ワイエルシュトラスの定理の必要性

(収束する数列は収束する部分列を持つボルツァーノワイエルシュトラスの定理とは異なります。)

こんにちは、最近は実数の性質について今一度勉強しているため、自分の学習のためにも今回はワイエルシュトラスの定理について説明したいと思います。 

実数の定義

実数の定義としては、

  • 四則演算の公理(10個)
  • 順序の公理(6個)
  • 連続性の公理(1個)

の3つを証明なしで認めてしまえば、実数の諸性質をほとんど証明できます。公理の内容は、僕たちが普段扱っている実数が満たしている性質を認めているものになります(交換法則や結合法則、0の存在など)。ちなみに自然数などについては既知とします。

実数の連続性公理として

  1. デデキントの定理
  2. ワイエルシュトラスの定理
  3. 有界な単調数列の収束
  4. 区間収縮法

の4つのうちどれかを公理として取れば、他の定理をもれなく証明できます。

デデキントの定理を公理として認めたとき、2→3→4の順番で証明できるため、最初に証明できるのはワイエルシュトラスの定理です。

ワイエルシュトラスの定理の主張と必要性

ワイエルシュトラスの定理の主張は、

『数の集合Sが上に有界⇒Sは上限を持つ』というものです。上限とは上界の最小元なので、いいかえれば、『数の集合Sが上に有界⇒minU(S)、つまり上界の最小元が存在する』といえます。
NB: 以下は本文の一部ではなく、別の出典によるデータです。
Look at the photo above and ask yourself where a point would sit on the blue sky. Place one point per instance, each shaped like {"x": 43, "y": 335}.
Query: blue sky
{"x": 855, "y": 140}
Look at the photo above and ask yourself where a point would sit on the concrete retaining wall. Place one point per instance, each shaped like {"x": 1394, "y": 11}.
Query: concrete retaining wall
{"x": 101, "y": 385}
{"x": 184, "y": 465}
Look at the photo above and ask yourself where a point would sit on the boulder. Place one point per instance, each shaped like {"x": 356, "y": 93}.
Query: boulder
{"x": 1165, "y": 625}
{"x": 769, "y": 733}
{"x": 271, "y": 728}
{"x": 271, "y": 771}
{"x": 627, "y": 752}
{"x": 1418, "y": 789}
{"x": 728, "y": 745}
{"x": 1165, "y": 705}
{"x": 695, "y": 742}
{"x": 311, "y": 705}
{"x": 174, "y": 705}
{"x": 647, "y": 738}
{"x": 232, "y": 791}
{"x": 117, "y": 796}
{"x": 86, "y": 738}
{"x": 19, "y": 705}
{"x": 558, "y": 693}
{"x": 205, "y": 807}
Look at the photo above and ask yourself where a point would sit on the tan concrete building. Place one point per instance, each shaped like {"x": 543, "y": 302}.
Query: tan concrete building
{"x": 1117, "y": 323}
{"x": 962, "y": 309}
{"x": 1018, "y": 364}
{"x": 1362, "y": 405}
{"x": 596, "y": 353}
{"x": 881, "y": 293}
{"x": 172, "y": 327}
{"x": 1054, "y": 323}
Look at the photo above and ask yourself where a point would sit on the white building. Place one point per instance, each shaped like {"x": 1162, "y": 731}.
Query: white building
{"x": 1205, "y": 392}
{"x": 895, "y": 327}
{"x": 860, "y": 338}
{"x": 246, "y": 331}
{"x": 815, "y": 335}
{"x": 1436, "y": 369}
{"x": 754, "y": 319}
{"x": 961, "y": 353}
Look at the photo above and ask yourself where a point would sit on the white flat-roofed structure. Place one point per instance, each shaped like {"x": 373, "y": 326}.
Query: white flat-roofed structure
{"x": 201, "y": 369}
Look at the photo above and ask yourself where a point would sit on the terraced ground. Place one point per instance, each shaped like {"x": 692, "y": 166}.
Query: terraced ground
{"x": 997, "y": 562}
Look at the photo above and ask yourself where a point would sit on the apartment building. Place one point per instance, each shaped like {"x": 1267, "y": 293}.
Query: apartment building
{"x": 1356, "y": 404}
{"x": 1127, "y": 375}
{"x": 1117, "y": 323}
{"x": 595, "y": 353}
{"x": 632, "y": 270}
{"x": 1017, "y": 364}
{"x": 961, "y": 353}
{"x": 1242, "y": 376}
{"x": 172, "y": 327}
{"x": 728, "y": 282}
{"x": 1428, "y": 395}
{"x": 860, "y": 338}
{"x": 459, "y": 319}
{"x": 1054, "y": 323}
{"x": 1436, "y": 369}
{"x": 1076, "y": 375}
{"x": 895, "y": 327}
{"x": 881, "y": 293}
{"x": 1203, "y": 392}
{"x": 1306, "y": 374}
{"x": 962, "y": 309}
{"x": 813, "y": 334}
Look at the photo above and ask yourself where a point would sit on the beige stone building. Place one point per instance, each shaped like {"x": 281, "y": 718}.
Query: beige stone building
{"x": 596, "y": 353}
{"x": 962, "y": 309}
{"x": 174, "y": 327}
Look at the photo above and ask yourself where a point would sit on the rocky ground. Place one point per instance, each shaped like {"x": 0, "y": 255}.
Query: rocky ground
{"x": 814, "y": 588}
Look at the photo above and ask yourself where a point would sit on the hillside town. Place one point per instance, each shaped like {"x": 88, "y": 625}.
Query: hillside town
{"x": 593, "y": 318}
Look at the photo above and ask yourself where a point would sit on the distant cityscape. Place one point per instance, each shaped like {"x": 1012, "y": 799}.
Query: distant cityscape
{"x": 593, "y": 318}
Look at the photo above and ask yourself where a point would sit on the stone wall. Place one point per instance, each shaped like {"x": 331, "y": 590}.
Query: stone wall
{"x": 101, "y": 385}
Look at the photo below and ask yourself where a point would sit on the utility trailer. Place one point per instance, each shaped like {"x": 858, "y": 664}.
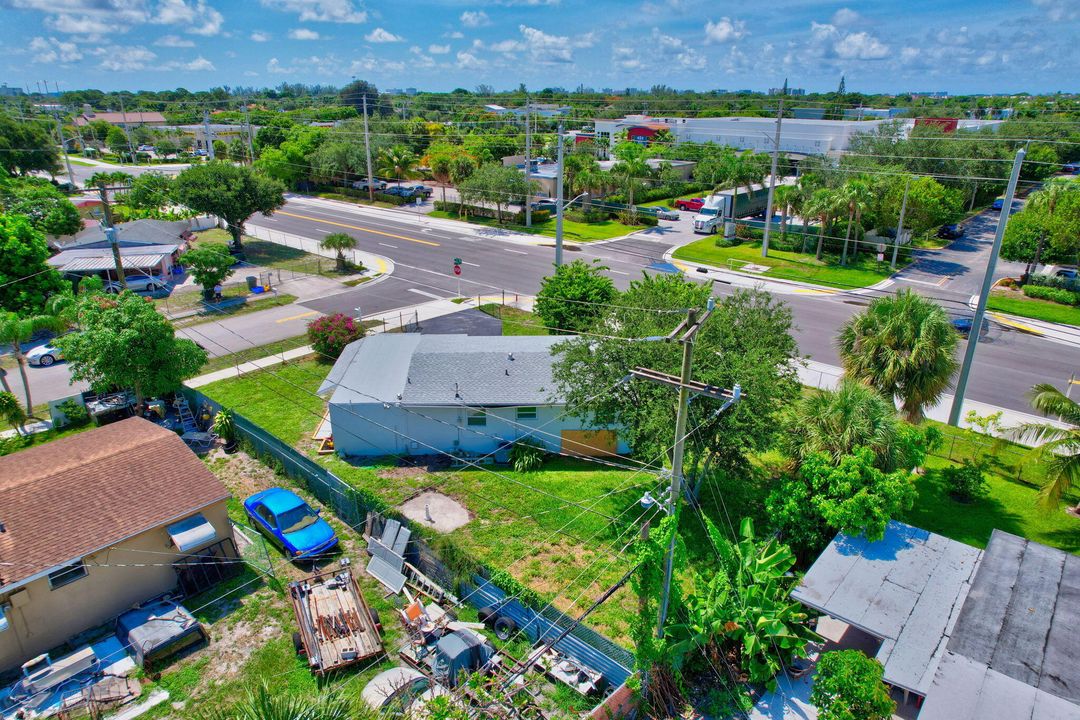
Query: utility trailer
{"x": 337, "y": 627}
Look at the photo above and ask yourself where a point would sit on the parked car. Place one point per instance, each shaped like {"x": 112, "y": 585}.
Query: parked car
{"x": 962, "y": 325}
{"x": 950, "y": 231}
{"x": 44, "y": 355}
{"x": 137, "y": 284}
{"x": 291, "y": 522}
{"x": 378, "y": 185}
{"x": 692, "y": 204}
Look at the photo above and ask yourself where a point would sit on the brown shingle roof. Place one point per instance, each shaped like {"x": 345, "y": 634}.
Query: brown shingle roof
{"x": 76, "y": 496}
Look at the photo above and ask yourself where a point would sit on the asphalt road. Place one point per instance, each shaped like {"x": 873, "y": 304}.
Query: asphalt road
{"x": 1008, "y": 363}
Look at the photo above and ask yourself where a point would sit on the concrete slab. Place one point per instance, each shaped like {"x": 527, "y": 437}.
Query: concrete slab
{"x": 435, "y": 511}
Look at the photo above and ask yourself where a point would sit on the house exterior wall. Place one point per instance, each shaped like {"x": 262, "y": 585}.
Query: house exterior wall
{"x": 447, "y": 431}
{"x": 42, "y": 617}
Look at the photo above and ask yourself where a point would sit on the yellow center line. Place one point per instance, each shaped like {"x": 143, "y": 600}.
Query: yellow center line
{"x": 356, "y": 227}
{"x": 307, "y": 314}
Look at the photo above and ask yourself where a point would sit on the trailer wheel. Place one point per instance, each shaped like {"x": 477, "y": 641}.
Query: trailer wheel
{"x": 504, "y": 627}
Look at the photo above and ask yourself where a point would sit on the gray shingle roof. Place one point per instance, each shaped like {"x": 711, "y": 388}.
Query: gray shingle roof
{"x": 444, "y": 369}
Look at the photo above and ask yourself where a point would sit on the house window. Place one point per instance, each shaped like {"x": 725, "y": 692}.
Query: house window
{"x": 66, "y": 575}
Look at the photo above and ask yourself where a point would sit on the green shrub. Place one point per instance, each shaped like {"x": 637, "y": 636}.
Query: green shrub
{"x": 75, "y": 413}
{"x": 967, "y": 483}
{"x": 1052, "y": 294}
{"x": 527, "y": 454}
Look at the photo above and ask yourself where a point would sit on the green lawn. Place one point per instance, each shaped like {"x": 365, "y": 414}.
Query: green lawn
{"x": 1017, "y": 303}
{"x": 865, "y": 270}
{"x": 578, "y": 231}
{"x": 514, "y": 321}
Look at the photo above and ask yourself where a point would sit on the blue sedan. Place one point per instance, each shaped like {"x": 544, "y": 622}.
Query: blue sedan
{"x": 291, "y": 522}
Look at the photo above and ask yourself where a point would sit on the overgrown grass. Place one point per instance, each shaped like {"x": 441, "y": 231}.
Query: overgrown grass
{"x": 860, "y": 272}
{"x": 1017, "y": 303}
{"x": 578, "y": 231}
{"x": 514, "y": 321}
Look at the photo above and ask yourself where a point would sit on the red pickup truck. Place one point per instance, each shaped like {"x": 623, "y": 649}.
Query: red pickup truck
{"x": 692, "y": 204}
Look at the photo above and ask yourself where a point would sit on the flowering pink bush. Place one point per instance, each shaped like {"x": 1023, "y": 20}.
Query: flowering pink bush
{"x": 331, "y": 334}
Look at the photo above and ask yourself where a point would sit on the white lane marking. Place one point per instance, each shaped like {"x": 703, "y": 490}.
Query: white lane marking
{"x": 426, "y": 294}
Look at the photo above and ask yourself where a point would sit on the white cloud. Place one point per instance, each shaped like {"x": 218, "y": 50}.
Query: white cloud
{"x": 725, "y": 30}
{"x": 125, "y": 59}
{"x": 378, "y": 35}
{"x": 469, "y": 62}
{"x": 54, "y": 51}
{"x": 474, "y": 18}
{"x": 846, "y": 16}
{"x": 320, "y": 11}
{"x": 174, "y": 41}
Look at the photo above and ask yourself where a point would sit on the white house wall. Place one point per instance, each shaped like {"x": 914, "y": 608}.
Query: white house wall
{"x": 374, "y": 430}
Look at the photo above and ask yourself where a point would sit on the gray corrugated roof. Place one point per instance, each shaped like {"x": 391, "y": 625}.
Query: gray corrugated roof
{"x": 444, "y": 369}
{"x": 905, "y": 588}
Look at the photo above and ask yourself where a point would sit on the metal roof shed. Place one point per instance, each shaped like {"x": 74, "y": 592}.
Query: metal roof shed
{"x": 905, "y": 588}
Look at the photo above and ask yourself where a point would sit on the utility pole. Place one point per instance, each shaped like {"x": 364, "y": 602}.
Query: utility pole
{"x": 207, "y": 136}
{"x": 772, "y": 173}
{"x": 528, "y": 164}
{"x": 251, "y": 138}
{"x": 900, "y": 225}
{"x": 367, "y": 151}
{"x": 976, "y": 323}
{"x": 685, "y": 334}
{"x": 67, "y": 160}
{"x": 110, "y": 233}
{"x": 558, "y": 203}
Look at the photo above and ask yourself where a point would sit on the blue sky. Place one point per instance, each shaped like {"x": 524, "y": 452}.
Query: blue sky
{"x": 880, "y": 45}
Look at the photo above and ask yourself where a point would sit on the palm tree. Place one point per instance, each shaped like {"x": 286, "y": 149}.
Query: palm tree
{"x": 397, "y": 163}
{"x": 904, "y": 345}
{"x": 1060, "y": 449}
{"x": 838, "y": 421}
{"x": 339, "y": 242}
{"x": 15, "y": 330}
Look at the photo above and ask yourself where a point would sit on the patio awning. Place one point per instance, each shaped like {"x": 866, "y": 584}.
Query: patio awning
{"x": 905, "y": 588}
{"x": 191, "y": 532}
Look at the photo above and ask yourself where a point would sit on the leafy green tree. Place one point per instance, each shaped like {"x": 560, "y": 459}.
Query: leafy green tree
{"x": 26, "y": 147}
{"x": 26, "y": 280}
{"x": 742, "y": 608}
{"x": 48, "y": 209}
{"x": 826, "y": 497}
{"x": 208, "y": 266}
{"x": 849, "y": 685}
{"x": 125, "y": 342}
{"x": 231, "y": 192}
{"x": 746, "y": 341}
{"x": 1058, "y": 448}
{"x": 574, "y": 297}
{"x": 14, "y": 330}
{"x": 339, "y": 242}
{"x": 905, "y": 347}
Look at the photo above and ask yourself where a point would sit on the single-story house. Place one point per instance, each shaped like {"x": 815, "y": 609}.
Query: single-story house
{"x": 971, "y": 634}
{"x": 147, "y": 247}
{"x": 394, "y": 394}
{"x": 93, "y": 524}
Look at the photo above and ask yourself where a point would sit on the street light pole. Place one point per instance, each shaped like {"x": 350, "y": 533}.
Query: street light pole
{"x": 976, "y": 323}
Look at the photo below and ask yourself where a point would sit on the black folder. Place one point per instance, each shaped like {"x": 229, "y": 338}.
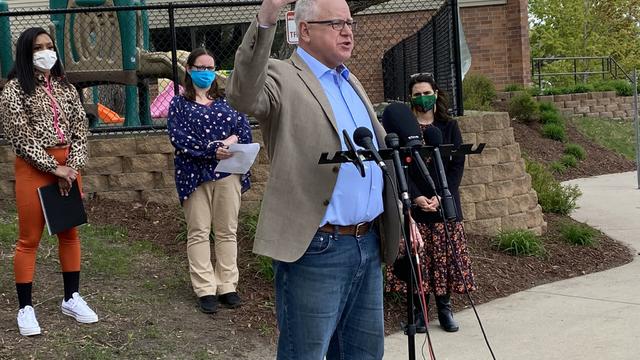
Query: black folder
{"x": 62, "y": 212}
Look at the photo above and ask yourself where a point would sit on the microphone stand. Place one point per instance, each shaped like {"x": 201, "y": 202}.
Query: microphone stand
{"x": 393, "y": 152}
{"x": 392, "y": 141}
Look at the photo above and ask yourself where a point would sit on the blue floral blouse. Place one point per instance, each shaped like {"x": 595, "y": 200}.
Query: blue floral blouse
{"x": 196, "y": 131}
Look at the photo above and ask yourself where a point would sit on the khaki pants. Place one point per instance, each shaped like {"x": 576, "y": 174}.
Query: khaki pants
{"x": 216, "y": 202}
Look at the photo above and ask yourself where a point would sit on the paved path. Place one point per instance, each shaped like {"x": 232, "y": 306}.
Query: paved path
{"x": 596, "y": 316}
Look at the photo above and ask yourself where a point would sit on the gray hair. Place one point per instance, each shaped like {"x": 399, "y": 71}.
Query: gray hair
{"x": 305, "y": 10}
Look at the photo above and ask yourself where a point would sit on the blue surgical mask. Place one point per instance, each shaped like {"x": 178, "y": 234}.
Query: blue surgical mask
{"x": 202, "y": 78}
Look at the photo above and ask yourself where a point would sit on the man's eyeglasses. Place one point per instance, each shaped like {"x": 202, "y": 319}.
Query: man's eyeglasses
{"x": 336, "y": 24}
{"x": 203, "y": 68}
{"x": 421, "y": 74}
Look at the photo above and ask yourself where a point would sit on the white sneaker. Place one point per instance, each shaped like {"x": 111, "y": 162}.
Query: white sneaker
{"x": 77, "y": 308}
{"x": 27, "y": 322}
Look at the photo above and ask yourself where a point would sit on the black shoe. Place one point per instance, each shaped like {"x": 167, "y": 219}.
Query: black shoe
{"x": 208, "y": 304}
{"x": 421, "y": 326}
{"x": 230, "y": 300}
{"x": 445, "y": 314}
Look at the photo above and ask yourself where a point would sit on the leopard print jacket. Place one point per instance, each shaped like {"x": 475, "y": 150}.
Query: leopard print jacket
{"x": 28, "y": 123}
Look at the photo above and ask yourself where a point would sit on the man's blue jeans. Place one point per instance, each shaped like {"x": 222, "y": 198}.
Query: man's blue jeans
{"x": 329, "y": 302}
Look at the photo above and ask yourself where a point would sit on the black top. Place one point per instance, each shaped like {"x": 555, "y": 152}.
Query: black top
{"x": 453, "y": 167}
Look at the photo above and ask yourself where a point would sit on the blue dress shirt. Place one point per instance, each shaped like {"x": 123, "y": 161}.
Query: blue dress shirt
{"x": 355, "y": 199}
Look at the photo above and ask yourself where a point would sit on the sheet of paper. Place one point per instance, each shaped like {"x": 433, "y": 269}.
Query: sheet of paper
{"x": 243, "y": 157}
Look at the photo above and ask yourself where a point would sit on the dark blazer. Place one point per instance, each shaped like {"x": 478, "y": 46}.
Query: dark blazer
{"x": 453, "y": 166}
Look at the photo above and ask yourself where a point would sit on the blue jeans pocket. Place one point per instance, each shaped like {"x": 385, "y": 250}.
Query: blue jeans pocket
{"x": 320, "y": 243}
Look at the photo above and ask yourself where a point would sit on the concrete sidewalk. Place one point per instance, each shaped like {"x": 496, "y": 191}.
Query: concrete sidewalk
{"x": 596, "y": 316}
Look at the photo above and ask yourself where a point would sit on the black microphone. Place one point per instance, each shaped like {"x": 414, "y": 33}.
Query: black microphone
{"x": 398, "y": 118}
{"x": 364, "y": 138}
{"x": 352, "y": 152}
{"x": 393, "y": 142}
{"x": 433, "y": 137}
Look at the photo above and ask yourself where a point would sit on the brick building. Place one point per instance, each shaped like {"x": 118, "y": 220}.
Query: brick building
{"x": 496, "y": 31}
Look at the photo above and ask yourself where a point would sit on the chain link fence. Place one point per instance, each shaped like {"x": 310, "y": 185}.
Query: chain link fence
{"x": 127, "y": 57}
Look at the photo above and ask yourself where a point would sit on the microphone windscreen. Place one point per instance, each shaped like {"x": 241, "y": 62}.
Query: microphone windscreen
{"x": 398, "y": 118}
{"x": 392, "y": 141}
{"x": 433, "y": 136}
{"x": 360, "y": 134}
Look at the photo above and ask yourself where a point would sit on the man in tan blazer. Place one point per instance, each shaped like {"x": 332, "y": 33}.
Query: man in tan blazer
{"x": 326, "y": 227}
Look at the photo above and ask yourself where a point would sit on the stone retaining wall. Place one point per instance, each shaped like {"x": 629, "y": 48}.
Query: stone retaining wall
{"x": 604, "y": 104}
{"x": 495, "y": 193}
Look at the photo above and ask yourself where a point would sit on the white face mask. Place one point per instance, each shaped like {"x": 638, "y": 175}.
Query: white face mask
{"x": 44, "y": 59}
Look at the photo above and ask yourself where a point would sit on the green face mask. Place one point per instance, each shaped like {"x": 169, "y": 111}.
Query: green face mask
{"x": 424, "y": 103}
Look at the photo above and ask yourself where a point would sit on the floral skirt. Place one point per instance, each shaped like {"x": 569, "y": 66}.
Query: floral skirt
{"x": 437, "y": 263}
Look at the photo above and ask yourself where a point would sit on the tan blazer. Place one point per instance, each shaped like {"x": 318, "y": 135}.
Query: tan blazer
{"x": 297, "y": 124}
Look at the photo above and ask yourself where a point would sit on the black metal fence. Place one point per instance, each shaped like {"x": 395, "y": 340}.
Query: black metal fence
{"x": 127, "y": 58}
{"x": 433, "y": 49}
{"x": 562, "y": 71}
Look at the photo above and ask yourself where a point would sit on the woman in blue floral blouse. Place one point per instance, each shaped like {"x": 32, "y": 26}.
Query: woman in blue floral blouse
{"x": 201, "y": 126}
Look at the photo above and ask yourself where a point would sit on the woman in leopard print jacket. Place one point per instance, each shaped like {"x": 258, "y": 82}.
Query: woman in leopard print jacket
{"x": 42, "y": 117}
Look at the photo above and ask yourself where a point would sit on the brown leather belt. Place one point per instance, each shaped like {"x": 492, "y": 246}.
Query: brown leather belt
{"x": 353, "y": 230}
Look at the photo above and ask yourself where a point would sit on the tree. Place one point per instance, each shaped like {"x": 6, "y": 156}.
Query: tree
{"x": 561, "y": 28}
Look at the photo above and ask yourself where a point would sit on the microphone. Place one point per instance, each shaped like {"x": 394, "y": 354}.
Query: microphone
{"x": 352, "y": 152}
{"x": 364, "y": 138}
{"x": 393, "y": 142}
{"x": 433, "y": 136}
{"x": 399, "y": 119}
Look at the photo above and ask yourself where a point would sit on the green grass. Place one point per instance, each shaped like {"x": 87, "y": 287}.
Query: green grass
{"x": 104, "y": 249}
{"x": 616, "y": 135}
{"x": 552, "y": 196}
{"x": 265, "y": 268}
{"x": 519, "y": 243}
{"x": 554, "y": 131}
{"x": 557, "y": 167}
{"x": 578, "y": 234}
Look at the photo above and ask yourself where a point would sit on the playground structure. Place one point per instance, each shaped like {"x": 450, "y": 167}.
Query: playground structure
{"x": 104, "y": 48}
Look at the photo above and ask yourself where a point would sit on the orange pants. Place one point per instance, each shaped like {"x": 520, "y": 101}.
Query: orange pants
{"x": 31, "y": 220}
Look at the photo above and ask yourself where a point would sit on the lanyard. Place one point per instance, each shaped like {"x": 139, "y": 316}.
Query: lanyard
{"x": 55, "y": 109}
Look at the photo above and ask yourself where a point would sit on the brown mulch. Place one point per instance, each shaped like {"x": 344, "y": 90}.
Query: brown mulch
{"x": 599, "y": 160}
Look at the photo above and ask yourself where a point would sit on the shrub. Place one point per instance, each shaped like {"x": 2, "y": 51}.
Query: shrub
{"x": 576, "y": 150}
{"x": 550, "y": 117}
{"x": 581, "y": 88}
{"x": 621, "y": 87}
{"x": 522, "y": 107}
{"x": 552, "y": 196}
{"x": 478, "y": 92}
{"x": 519, "y": 242}
{"x": 604, "y": 86}
{"x": 569, "y": 160}
{"x": 534, "y": 90}
{"x": 547, "y": 106}
{"x": 476, "y": 104}
{"x": 557, "y": 167}
{"x": 513, "y": 87}
{"x": 554, "y": 131}
{"x": 578, "y": 234}
{"x": 556, "y": 91}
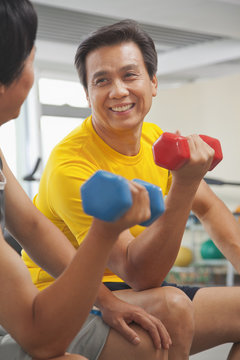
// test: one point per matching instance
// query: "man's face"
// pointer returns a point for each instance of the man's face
(119, 88)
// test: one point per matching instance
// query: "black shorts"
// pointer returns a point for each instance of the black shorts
(190, 291)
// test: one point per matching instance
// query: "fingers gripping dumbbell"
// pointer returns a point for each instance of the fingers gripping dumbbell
(107, 196)
(171, 151)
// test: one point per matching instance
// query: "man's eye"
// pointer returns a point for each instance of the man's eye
(101, 81)
(130, 75)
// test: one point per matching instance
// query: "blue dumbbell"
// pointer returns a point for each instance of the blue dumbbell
(107, 196)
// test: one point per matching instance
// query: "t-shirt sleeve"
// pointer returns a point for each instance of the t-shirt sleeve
(65, 197)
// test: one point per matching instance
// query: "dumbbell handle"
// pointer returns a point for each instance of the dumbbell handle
(171, 151)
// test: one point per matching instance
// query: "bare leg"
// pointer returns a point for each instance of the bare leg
(234, 353)
(175, 311)
(118, 348)
(217, 317)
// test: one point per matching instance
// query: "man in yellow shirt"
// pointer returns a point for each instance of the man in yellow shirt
(42, 325)
(117, 67)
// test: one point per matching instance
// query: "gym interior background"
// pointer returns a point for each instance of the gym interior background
(198, 44)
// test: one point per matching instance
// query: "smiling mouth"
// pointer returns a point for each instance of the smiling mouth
(122, 108)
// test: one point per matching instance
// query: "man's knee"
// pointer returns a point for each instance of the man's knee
(180, 315)
(117, 347)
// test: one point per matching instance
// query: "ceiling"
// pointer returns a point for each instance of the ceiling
(195, 39)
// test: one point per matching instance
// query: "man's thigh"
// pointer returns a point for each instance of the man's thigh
(89, 342)
(217, 317)
(9, 349)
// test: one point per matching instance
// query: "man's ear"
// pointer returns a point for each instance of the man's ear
(154, 85)
(87, 96)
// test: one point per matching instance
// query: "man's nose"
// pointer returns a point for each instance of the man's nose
(118, 89)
上界の定義からすれば明らかに成り立ちそうですが、実数Rはその切断(A,B)により、Aが最大値をもつか、Bが最小値をもちます(デデキントの公理)。

よって、数の集合Sに関して、上界全体の集合とB=U(S)とその補集合Aを切断により分けると、これは実数の切断であるから、上界全体の集合U(A)が最小値をもつか、Aが最大値を持つという2パターンが考えられます。ワイエルシュトラスの定理は上に有界なときの、実数の切断は、上界全体の集合U(A)が最小値をもつという1パターンしかありえないという保証を与える点で重要です。

証明

実数の切断を、Sの上界全体の集合B(=U(S))と、それ以外の集合A(=Bの補集合)により定める。

つまり(A,B)により、実数を切断する。

この時、デデキントの公理から次の2つのパターンが考えられます。

Aが最大値をもつ(かつそのときBは最小値をもたない)か、Bが最小値をもつ(かつそのときAは最大値をもたない)。

このとき、Aが最大値をもつと仮定する。

α=maxAとする。α∈Aより、αは上界の一つではない。よって、任意の上界βをとってきたとき、

α<βである(α=βはα∈Aかつ、β∈Bより起こり得ない)

このとき

α<(α+β)/2<β

が成立するが、これはおかしい。

任意のβに対して、

(α+β)/2<β

が成り立つため、(α+β)/2∈Aである。しかし、αはAの最大元であったのに、α<(α+β)/2∈Aとなり、αより大きいAの元が存在してしまう。

よってα=maxAは成り立たないため、デデキントの公理から、切断のパターンとして、Bが最小値をもつ場合しかあり得ない。

ゆえにα=minBより、上界の最小元=上限の存在が示された。